В этом укромном месте мы и скрываемся.
Сорняки уже посохли от заморозков, почернели, ветер и сюда накидал всякого мусора, клочков бумаги, мальчишки понатащили для игр всяких коробок, ящиков. Они даже смастерили из тополевых веток шалаш. Сухие листья их трещат под ветром.
Но нам это место нравится — нас никто не видит. Мы стоим и целуемся, и нам кажется, что все счастье мира, вся радость жизни, весь восторг любви уместились в этом закутке. Грудью, коленями я ощущаю упругость юного тела, я глажу его, обтянутое платьицем, я страшусь его потерять…
Сорок лет прошло с этого вечера, а я все слышу гвалт сносимого ветром воронья над татарским кладбищем, вижу клубящиеся в ветре листья и бумажки, кувыркающуюся шляпу, укромное ущельице между бревнами и домом. И снова ощущаю горячие губы и прелесть упругого тела, и в душе снова вспыхивает непостижимо радостная, мучительно-восторженная любовь…
Где вы все, любившие нас?
Куда унесли вас студеные ветры?
Вишневый пирог
Была у меня когда-то славная, добрая тетя Нюра. Долговязая, тощая, она казалась мне красавицей. Среди наших родных она славилась умением стряпать необыкновенные вкусные пироги. Мужем ее был мой дядя. Дядя Вася Гурин. Он пил частенько и пьяный обижал тетю Нюру, но я все равно любил дядю Васю. Был он красивый: усищи, глазищи, ручищи у него — одно загляденье.

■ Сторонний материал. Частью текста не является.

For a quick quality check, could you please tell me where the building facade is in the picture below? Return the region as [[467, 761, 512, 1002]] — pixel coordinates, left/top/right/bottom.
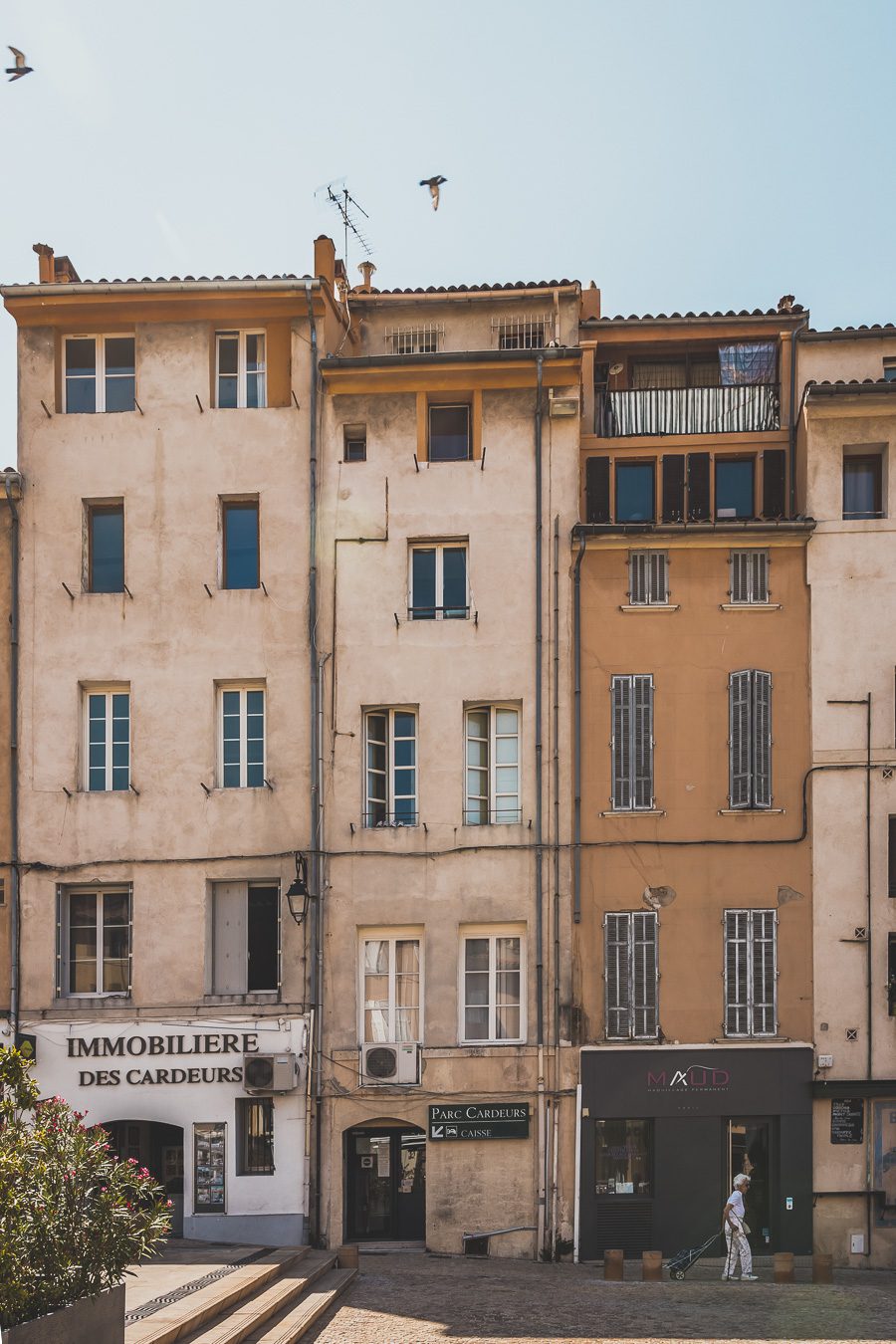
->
[[799, 327, 896, 1267]]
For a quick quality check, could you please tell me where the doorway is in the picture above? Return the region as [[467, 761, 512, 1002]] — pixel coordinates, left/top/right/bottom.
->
[[727, 1117, 774, 1254], [345, 1125, 426, 1241]]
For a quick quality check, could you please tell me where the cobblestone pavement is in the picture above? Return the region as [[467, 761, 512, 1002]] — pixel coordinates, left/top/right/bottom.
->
[[307, 1255, 896, 1344]]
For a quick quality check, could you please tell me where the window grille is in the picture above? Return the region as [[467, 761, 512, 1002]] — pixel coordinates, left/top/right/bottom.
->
[[603, 910, 657, 1040], [628, 552, 669, 606], [731, 552, 769, 606], [726, 910, 778, 1036]]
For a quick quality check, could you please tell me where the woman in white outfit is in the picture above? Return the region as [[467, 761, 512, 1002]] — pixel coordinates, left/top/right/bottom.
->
[[722, 1172, 759, 1279]]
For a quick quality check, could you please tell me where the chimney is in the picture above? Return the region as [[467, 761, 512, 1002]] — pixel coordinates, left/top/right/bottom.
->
[[315, 234, 336, 293], [357, 261, 376, 295]]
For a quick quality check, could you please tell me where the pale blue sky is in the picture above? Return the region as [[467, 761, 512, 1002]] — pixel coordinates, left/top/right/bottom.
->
[[0, 0, 896, 451]]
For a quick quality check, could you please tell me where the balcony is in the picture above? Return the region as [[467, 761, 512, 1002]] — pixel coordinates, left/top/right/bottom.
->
[[593, 383, 781, 438]]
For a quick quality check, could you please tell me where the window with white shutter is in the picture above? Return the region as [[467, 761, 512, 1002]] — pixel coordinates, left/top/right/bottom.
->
[[603, 910, 657, 1040], [610, 673, 653, 811], [730, 552, 769, 606], [724, 910, 778, 1036], [628, 552, 669, 606], [728, 669, 772, 807]]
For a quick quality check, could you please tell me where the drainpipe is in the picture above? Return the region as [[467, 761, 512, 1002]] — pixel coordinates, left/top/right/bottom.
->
[[3, 473, 22, 1045]]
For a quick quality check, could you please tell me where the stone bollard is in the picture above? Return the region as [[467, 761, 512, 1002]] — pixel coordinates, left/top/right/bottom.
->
[[641, 1251, 662, 1283], [811, 1251, 834, 1283], [603, 1251, 624, 1283], [776, 1251, 796, 1283]]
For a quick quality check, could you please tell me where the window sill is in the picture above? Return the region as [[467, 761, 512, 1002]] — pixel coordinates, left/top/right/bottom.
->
[[719, 602, 781, 611]]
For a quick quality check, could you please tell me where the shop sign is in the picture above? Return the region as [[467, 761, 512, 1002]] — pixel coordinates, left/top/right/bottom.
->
[[430, 1101, 530, 1143], [830, 1097, 865, 1144]]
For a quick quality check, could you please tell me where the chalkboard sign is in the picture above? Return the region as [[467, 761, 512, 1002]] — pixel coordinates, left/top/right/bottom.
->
[[830, 1098, 865, 1144]]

Мне было лет шесть, когда произошла история с пирогом. Кажется, отмечали день рождения дяди Васи. Много родственников собралось тогда в небольшом домишке Гуриных.

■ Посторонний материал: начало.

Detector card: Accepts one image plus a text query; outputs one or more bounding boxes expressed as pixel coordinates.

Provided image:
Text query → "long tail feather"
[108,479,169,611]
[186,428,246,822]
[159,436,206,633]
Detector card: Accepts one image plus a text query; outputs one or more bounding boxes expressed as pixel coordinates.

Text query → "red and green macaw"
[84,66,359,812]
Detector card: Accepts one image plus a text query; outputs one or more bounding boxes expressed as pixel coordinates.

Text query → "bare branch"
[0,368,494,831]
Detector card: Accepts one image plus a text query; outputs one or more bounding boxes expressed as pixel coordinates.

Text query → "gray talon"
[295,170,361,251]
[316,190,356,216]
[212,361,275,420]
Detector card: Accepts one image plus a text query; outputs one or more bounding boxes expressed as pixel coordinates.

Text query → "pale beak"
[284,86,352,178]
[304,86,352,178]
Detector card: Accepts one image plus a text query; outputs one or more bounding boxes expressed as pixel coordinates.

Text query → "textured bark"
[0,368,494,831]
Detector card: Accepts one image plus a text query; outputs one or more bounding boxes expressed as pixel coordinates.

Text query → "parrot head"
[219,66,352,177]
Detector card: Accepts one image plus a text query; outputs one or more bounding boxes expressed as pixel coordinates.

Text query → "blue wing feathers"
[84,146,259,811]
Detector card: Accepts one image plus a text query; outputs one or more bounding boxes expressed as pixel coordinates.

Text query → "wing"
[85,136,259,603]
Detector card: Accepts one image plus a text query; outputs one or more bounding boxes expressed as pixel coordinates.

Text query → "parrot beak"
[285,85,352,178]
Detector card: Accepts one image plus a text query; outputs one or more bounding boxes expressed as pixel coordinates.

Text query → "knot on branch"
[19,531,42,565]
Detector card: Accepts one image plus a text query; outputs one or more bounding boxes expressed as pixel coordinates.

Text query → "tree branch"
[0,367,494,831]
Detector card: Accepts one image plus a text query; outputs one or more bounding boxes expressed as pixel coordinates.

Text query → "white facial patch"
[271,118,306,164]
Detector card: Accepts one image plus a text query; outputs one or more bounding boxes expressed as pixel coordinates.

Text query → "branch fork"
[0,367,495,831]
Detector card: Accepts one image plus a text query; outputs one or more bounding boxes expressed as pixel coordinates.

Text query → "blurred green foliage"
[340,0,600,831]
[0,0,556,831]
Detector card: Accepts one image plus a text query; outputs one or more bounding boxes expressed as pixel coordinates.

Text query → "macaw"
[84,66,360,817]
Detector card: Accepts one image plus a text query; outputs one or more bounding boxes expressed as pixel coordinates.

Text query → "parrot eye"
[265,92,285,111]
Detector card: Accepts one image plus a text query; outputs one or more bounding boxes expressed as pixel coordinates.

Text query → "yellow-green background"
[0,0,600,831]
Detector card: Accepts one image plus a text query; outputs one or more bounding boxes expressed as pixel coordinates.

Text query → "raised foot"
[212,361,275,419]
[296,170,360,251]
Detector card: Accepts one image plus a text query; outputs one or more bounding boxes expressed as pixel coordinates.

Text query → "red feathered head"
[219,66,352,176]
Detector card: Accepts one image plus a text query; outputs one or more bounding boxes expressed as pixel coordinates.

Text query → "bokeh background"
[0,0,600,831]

Помню, в открытые окошки так и пыхала жара, и мои родичи не знали, куда от нее деться. В палисаднике под березами расстелилась черно-золотая сеть из теней и бликов.
Стол окружили приодетые мужики и бабы. Так они называли сами себя.
Ломовые извозчики, пимокаты, водовозы, грузчики, мясники — усатые, бородатые — вот кто пришел в гости к дяде Васе. Они еще были трезвыми и поэтому говорили степенно, говорили о ценах на овес, на муку, на сено. Взрослый Христос и Христос маленький на руках божьей матери и разные другие святые смотрели на них с икон, стоявших высоко в углу на божнице.
Дядя Вася разливал пока еще по небольшим чаркам водку из большущей четверти.